Prioritätsregel (Biologie)


Die Prioritätsregel dient in der biologischen Nomenklatur der Stabilität und Eindeutigkeit wissenschaftlicher Benennungen der Taxa. Sie besagt im Grundsatz, dass ältere Namen Vorrang vor jüngeren (später publizierten) Namen haben.

Die Regel ist nötig, da es immer wieder vorkommt, dass ein Taxon (z. B. eine Gattung oder Art) mehrfach in verschiedenen Publikationen mit einem neuen Namen beschrieben wird.
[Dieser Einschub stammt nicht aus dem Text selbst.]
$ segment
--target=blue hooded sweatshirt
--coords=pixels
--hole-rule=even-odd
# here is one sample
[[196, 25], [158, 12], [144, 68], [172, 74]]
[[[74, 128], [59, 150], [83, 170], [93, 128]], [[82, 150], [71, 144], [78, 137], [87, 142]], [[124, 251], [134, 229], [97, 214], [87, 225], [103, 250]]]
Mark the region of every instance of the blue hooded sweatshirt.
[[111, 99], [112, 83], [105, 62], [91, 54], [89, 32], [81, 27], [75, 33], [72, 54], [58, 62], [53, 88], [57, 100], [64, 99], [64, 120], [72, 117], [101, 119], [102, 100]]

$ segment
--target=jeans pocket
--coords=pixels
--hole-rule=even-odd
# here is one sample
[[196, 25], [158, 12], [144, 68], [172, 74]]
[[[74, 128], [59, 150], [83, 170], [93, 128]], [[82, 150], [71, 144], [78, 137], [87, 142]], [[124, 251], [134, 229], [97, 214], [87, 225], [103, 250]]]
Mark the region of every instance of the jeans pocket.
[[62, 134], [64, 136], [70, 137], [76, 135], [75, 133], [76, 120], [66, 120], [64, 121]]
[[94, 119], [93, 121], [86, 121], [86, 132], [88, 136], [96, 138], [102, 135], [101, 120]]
International sollte nur einer dieser Namen auf Dauer akzeptiert werden. Vor Anwendung der Prioritätsregel wird geprüft, ob die Publikation eines neuen Taxons die allgemeinen (in Botanik und Zoologie leicht unterschiedlichen) Kriterien zur Gültigkeit der Publikation erfüllt. Namen die nicht gültig publiziert wurden, werden von der Prioritätsregel nicht erfasst.

Bei miteinander konkurrierenden, verfügbaren Namen gilt der Grundsatz, dass der zuerst veröffentlichte Name eines Taxons Priorität erhält. Er erhält Vorrang gegenüber späteren, nach objektiven oder subjektiven Kriterien dasselbe Taxon benennenden Namen und wird damit zum "gültigen" Namen. Abweichungen hierzu können gemäß den Regeln für die Zoologische Nomenklatur nur durch Vollmacht der Internationalen Kommission für Zoologische Nomenklatur beschlossen werden: Wenn zum Beispiel ein Name für einen wirtschaftlich bedeutenden Organismus lange Zeit stabil verwendet wurde und nun aufgrund neuer Erkenntnisse geändert werden müsste, kann aufgrund eines Vorschlags und nach einer Abstimmung der lange verwendete Name „konserviert“ bzw. der eigentlich die Priorität besitzende Name "unterdrückt" werden. Die möglichen Ausnahmen und Vorgehensweisen sind ebenfalls in den internationalen Nomenklaturregeln beschrieben.

Eine Besonderheit der Prioritätsregel ist, dass es einen frühestmöglichen Zeitpunkt der Gültigkeit gibt. Veröffentlichungen, die älter als diese Prioritätsgrenze sind, sind nicht zu berücksichtigen. Festgelegt wurden diese Prioritätsgrenzen vor allem durch die Standardwerke von Linnaeus. Für die Pflanzen ist der 1. Mai 1753 als festgelegtes Erscheinungsdatum der Species Plantarum von Linnaeus der Beginn der gültigen Nomenklatur. Und entsprechend in der Zoologie der 1. Januar 1758 für die 10. Auflage der Systema Naturae von Linnaeus, allerdings mit einer Besonderheit, dass hier für die Gruppe der Spinnen eine Ausnahme gemacht wurde. Das Werk Svenska spindlar von Clerck (1757) wird von den Zoologen als nach der 10. Auflage der Systema Naturae erschienen erachtet und ist damit verfügbar für die Nomenklatur. Weitere Regelungen sind etwa für Moose, Pilze, Algen, fossile Pflanzen oder Bakterien zu berücksichtigen.